Grimshaw introduced one more animal to his island, the giant Aldabra tortoise. After transporting a number of tortoises to the island, he painstakingly cared for them. The species is native to Seychelles but had become locally extinct on many of the islands.

A poster boy for conservationists, Grimshaw painted numbers on their shells so that he could identify them. He then set up a breeding program.

“The babies are kept in my bedroom,” he told the Financial Times in 2008. “If you let them go, you’ll never see them again.”

For these efforts, he was once aptly described as “the reptilian version of a cat lady”. Moyenne Island now has approximately 50 tortoises.

Grimshaw moved to the island permanently in 1972. Over time, he had water, electricity, and a phone line set up. Many thought that this was the start of the island becoming yet another tourist destination.

Moyenne Island. Photo: Shutterstock

Turned down a $50 million offer

But that underestimated Grimshaw. He never wanted his island to become a resort.
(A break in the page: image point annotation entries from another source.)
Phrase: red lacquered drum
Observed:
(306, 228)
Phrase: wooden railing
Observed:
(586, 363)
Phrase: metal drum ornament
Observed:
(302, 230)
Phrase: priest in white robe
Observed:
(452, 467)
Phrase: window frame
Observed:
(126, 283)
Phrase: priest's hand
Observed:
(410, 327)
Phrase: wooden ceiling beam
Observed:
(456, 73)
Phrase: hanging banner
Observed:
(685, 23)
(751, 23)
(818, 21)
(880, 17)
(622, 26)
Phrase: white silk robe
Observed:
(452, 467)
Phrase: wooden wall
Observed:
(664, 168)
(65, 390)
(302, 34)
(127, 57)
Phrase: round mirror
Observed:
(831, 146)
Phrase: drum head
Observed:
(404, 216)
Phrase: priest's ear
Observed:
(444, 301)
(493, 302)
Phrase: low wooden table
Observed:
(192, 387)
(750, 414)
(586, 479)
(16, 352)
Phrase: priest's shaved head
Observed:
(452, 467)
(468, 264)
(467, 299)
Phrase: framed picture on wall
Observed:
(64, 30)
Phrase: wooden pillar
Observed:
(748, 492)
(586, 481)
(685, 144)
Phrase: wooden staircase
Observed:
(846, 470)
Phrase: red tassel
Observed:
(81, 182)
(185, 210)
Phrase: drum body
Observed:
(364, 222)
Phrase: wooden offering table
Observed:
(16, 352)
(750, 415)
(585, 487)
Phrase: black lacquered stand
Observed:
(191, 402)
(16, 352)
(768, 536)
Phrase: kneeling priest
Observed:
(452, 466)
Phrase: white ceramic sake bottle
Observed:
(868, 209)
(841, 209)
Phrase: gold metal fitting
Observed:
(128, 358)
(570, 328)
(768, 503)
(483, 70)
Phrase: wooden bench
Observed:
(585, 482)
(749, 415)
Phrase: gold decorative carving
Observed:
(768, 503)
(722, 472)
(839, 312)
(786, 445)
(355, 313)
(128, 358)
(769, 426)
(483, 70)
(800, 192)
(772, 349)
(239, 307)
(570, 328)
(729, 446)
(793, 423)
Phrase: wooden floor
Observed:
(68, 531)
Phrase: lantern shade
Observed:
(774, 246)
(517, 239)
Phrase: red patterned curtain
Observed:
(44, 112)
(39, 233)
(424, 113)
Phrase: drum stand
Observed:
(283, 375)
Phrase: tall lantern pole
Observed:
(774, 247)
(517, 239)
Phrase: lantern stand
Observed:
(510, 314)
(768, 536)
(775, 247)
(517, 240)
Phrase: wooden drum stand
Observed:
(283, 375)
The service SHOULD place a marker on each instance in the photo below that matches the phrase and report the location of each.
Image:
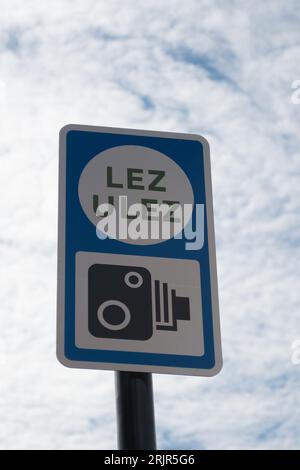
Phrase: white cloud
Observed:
(223, 69)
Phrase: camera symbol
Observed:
(120, 303)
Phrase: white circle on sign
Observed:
(145, 176)
(133, 279)
(111, 326)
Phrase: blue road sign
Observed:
(137, 283)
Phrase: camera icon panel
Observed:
(138, 304)
(123, 312)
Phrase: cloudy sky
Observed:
(221, 68)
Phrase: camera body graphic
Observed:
(124, 302)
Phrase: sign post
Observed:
(137, 282)
(135, 411)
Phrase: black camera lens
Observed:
(119, 302)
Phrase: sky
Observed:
(222, 69)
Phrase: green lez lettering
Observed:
(135, 179)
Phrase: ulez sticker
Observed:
(137, 286)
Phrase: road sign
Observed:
(137, 286)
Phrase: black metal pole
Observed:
(135, 411)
He wanted it to turn it into a nature preserve. Before his death in 2012, he turned down multiple offers to buy the island. Once, a Saudi prince reportedly offered him $50 million for it.

Grimshaw lived on the island for the rest of his life, but he was not always alone. When his mother died in 1981, he invited his father to come and live with him. He was both thrilled and surprised when his 88-year-old dad agreed.

“We had a wonderful time together and became the best of friends,” Grimshaw said. His father died five years later and was buried on the island, next to the grave that Grimshaw had already dug for himself.

Rene Antoine Lafortune and Brendon Grimshaw. Photo: Daily Mirror


Even after his father passed away, Grimshaw was not alone. Lafortune also stayed on the island. He brought a few stray dogs back to the island, and they allowed day-trippers to visit from Mahé for a small fee. With no jetty, visitors had to wade onto the island’s white sands, where Grimshaw met them. In 2010, a film crew also visited the island to make a documentary, below, about Grimshaw and the work he had done.

World’s smallest national park

In 2007, Lafortune passed away. Grimshaw, now 81, knew that he too had limited time left. Unmarried and with no children, he had no one to take on the custodianship of the island. He set up a perpetual trust and signed an agreement with Seychelles’ Ministry of Environment. His island became Moyenne Island National Park, the world’s smallest national park.

When Grimshaw died in 2012, he was buried next to his father. As requested, his tombstone reads, “Moyenne taught him to open his eyes to the beauty around him and say thank you to God.”